The easiest and cheapest is not the best in the long run when it comes to our Z32's. 

The ECU or standalone doesn't control boost so our Z32 need boost jets or a boost controller. Also keep in mind that not all ECU's are equal. *JWT, Specialty Z* have _*real race experience*_ in their back ground unlike other guys out there who just _copy chip_s _or guess_ what they think is safe. Nothing beats real race experience in the real world. 

Also doing boost jets alone makes the Z run lean and cause detonation which cause the engine to blow up eventually and why you need a upgraded ECU to compensate for the jets.


----------



## norvek300zx (Jun 15, 2010)

Thank you for the extra info budd i appreciate it. okay tell me this am building my car and i sent my block and the head to machine shop polishing them and i got brand new CP piston, Eagle rods, AEM water/methanol injection system, deathschwerks 740cc injectors, walbro 255lph fuel pump, 2 Garrett GT-28rs turbos, F1 stage 4 clutch, fidanza aluminum flywheel, aluminum 1 piece drive shaft, short shifter, front mount intercooler, 3" straight pipe with greddy exhaust, DoolZ intake with HKS cones, mishimoto radiator, electric fan, AEM wide band, AEM MAP sensor, and at last AEM EMS series 2. what do u think i am missing here?

I have been wondering if the head internals like the valves, valve springs, retainers, cams, and cam gears as well as the transmission would handle the power that i will be making?!!

The people who are going to tune my car told me that i will be putting out 450RWHP with 91 and 600RWHP with C16.

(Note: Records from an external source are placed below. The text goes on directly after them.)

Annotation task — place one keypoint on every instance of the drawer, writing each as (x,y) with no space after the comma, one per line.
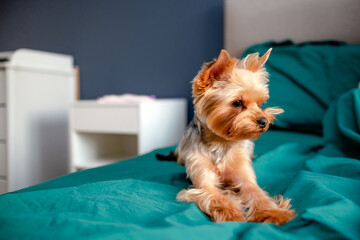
(105,120)
(2,123)
(3,159)
(3,186)
(2,87)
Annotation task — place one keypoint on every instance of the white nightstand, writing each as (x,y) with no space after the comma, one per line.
(104,133)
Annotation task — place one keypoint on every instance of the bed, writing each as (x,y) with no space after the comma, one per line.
(311,154)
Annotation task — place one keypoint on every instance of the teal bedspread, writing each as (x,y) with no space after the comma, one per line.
(135,199)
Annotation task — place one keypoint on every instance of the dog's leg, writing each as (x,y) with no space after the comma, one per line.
(206,193)
(261,207)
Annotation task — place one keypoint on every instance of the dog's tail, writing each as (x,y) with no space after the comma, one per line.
(169,157)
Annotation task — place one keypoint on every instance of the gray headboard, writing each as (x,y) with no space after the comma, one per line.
(248,22)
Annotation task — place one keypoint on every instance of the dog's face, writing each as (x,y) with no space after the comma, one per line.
(228,95)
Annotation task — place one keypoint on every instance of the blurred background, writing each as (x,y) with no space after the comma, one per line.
(136,46)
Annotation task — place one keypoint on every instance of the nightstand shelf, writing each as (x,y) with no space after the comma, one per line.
(101,134)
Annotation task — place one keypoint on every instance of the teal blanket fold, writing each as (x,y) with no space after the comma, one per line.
(135,199)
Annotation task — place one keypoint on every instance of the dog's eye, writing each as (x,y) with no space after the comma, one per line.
(237,104)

and another question that came to me due to your last post is: would i still need boost controller to set the boost of the turbos to what ever i am planning or will they be able to do that when they are tuning my car on the dyno.

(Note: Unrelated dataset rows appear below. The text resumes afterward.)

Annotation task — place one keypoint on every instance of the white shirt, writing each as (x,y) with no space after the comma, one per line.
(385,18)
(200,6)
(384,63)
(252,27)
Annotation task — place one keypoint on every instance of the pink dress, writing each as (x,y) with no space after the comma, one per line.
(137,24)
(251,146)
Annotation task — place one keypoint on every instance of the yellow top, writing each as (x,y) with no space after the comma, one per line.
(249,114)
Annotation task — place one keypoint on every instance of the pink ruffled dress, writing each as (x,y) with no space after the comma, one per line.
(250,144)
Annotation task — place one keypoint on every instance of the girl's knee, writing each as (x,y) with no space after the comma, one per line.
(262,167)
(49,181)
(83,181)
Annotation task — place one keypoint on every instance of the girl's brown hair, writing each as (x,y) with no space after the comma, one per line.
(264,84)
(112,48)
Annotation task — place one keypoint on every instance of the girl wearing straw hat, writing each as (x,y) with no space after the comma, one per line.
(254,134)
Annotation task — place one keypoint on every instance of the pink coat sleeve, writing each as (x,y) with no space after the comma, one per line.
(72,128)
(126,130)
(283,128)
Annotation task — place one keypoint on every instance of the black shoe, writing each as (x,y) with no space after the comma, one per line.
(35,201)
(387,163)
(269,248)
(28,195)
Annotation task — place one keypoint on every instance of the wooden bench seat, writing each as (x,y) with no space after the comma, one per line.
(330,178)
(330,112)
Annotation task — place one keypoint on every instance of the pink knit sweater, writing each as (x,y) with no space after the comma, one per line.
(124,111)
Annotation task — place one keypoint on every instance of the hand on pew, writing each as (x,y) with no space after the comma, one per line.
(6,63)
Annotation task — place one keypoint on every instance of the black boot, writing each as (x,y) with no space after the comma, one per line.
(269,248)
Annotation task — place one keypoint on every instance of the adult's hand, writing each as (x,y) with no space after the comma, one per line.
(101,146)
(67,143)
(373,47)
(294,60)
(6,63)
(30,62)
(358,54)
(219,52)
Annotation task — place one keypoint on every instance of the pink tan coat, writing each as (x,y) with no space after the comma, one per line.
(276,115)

thank you for your time and advice


----------



## Spongerider (Nov 18, 2002)

The question I would ask you is is what is the intent of your Z? Drag racing or road racing or neither? 

Looking at your mod list it is extensive but I would ditch the droolz. It's restrictive and only meters half your engine. Why would you go that way when you can get real performance from from a _true duel intake_ with _two MAS_. I never understood why people would spend good money on a engine build and go to something that was not taking full advantage of your mods. 



> I have been wondering if the head internals like the valves, valve springs, retainers, cams, and cam gears as well as the transmission would handle the power that i will be making?!!


As for the heads, so long as your not going to move the redline past OEM you should be ok but you will have a lot of lag. The head internals do maximize your power band (less lag) and allow you to increase your redline safety. The stock tranny is very strong on the Z32. I have a few friends running over well over the 600+rwhp mark. What is come down to is how well you shift.

You'll need a electronic boost controller because they are very efficient when setup correctly and help you spool up faster. The Blitz is probably the best in the market right now with Apex right after it.

I noticed you made no mention of brakes. Do you have upgraded brakes? With all that power you need power to stop. I've seen a friends on mine stop in the middle of the intersection because his brake were OEM. The very next day he bought brakes that matched his power level.

BTW, which shop is putting your Z together?


----------



## norvek300zx (Jun 15, 2010)

Thank you for the time you took for the post. and you made some of my worries go away like the tranny and the head internal part thnx. Most of intentions would probably go towards drag racing but not every month or so maybe once every 4 months but i like messing around on the streets with people specially in Glendale, CA where i live with all the rich kids with their M powers, AMG's, corvettes, and all the other goodies that come out of the company ready to be raced. 

the reason that i am going with Doolz intake is because anyways i am taking off the MAF sensor because it would regulate the amount of air that my car would take in, so i am just installing a MAP sensor instead, and going with Doolz intake and letting the tune do its job with no MAF.

as far as breaking goes, my breaks are drilled and slotted but the pads are ceramic. 

and the shop that is working on my car is A&A high tech they have been around for 40 years. no they don't specialize in race cars or Z's but they do legit work and stay away from Micky mouse stuff, but they certainly do take their sweet time. and the shop that is actually going to tune my car after all the parts are installed and the engine is put back in the engine is going to be FSR Motorsports they are located at Montclair, CA they work on a lot of twin turbo cars for example many Supra's, 3000gt's, i have seen 2 300zx's, and some other boosted cars. FSR Motorsport Creations here you go bud u can check them out if u would like.

I am glad we have people like you in forums like this bro you are a big help.


----------



## Spongerider (Nov 18, 2002)

Thanks, I try my best. Good luck with your Z.


----------